Elsevier

Speech Communication

Volume 96, February 2018, Pages 37-48
Speech Communication

Tooth visualization in vowel production MR images for three-dimensional vocal tract modeling

https://doi.org/10.1016/j.specom.2017.11.005Get rights and content

Abstract

Teeth are almost invisible in magnetic resonance imaging (MRI) because they lack free protons to magnetically react. In MRI-based studies on the vocal tract, the teeth must be visualized on the volume data obtained during articulation. To do so, varieties of techniques have been proposed, either covering the teeth by opaque materials or obtaining tooth images followed by their superimposition.

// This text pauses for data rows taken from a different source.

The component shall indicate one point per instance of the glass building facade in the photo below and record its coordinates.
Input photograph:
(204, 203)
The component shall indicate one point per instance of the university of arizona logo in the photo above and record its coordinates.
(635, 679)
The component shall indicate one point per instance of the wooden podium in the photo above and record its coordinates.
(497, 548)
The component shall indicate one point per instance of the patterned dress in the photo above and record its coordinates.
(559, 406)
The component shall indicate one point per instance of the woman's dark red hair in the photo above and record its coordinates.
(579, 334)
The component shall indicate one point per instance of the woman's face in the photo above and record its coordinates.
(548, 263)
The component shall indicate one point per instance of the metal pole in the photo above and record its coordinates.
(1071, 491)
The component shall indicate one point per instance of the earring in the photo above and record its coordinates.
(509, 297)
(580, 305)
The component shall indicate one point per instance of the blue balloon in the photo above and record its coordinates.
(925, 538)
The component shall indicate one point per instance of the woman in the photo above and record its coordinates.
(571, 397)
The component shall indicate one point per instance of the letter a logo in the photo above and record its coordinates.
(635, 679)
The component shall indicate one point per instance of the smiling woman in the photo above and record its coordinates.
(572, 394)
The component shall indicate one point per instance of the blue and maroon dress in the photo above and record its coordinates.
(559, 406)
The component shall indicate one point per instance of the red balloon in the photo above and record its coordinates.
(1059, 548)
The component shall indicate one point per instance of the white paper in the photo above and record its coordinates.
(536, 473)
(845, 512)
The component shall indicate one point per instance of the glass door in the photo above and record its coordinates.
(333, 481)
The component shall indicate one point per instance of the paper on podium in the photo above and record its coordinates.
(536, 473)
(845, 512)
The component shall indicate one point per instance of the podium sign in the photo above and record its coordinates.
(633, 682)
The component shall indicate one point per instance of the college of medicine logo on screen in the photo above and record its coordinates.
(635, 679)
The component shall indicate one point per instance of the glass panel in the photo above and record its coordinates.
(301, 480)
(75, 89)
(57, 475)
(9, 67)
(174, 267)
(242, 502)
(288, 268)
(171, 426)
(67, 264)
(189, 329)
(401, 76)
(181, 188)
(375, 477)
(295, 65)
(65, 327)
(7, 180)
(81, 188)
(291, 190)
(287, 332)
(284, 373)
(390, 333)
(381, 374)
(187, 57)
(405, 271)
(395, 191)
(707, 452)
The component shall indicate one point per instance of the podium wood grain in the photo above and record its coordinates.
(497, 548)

In this article, a new method was proposed to visualize the teeth in vowel production MR images for the application of three-dimensional (3D) vocal tract modeling. 3D upper and lower jaw with the teeth was first extracted and reconstructed from static 3D-MRI data acquired during a simple ‘tooth imaging’ posture with minimal time and effort. The extracted 3D jaw with the teeth was superimposed onto the vowel production MRI volume three-dimensionally by using the dental pulps as volume-based landmarks to minimize fitting errors due to varied head positions across the scans. The effectiveness of the proposed method was demonstrated not only by the subjective opinions but also by the objective evaluation. The results show that the teeth are successfully and accurately superimposed onto the vowel production MR images. Also, the reconstructed 3D vocal tract models are observed with the bilateral interdental spaces after tooth superimposition. The proposed method solves the MRI-specific problem of the lack of tooth images and contributes to accurate 3D vocal tract measurement and reconstruction.

Introduction

Speech sounds with the phonetic quality result from the air column resonance in the vocal tract (Redford, 2015). Studies of vocal tract resonance patterns associated with vowels have long relied on 2D visualization of the vocal tract outline obtained by X-ray observation (Chiba and Kajiyama, 1942, Fant, 1960, Welch et al., 1989). Recent advances in digital imaging techniques have become available to acquire 3D shape information about the vocal tract volume by using volumetric imaging, such as magnetic resonance imaging (MRI) (Rokkaku et al., 1986, Baer et al., 1987) and computed tomography (CT) (Johansson et al., 1983, Perrier et al., 1992).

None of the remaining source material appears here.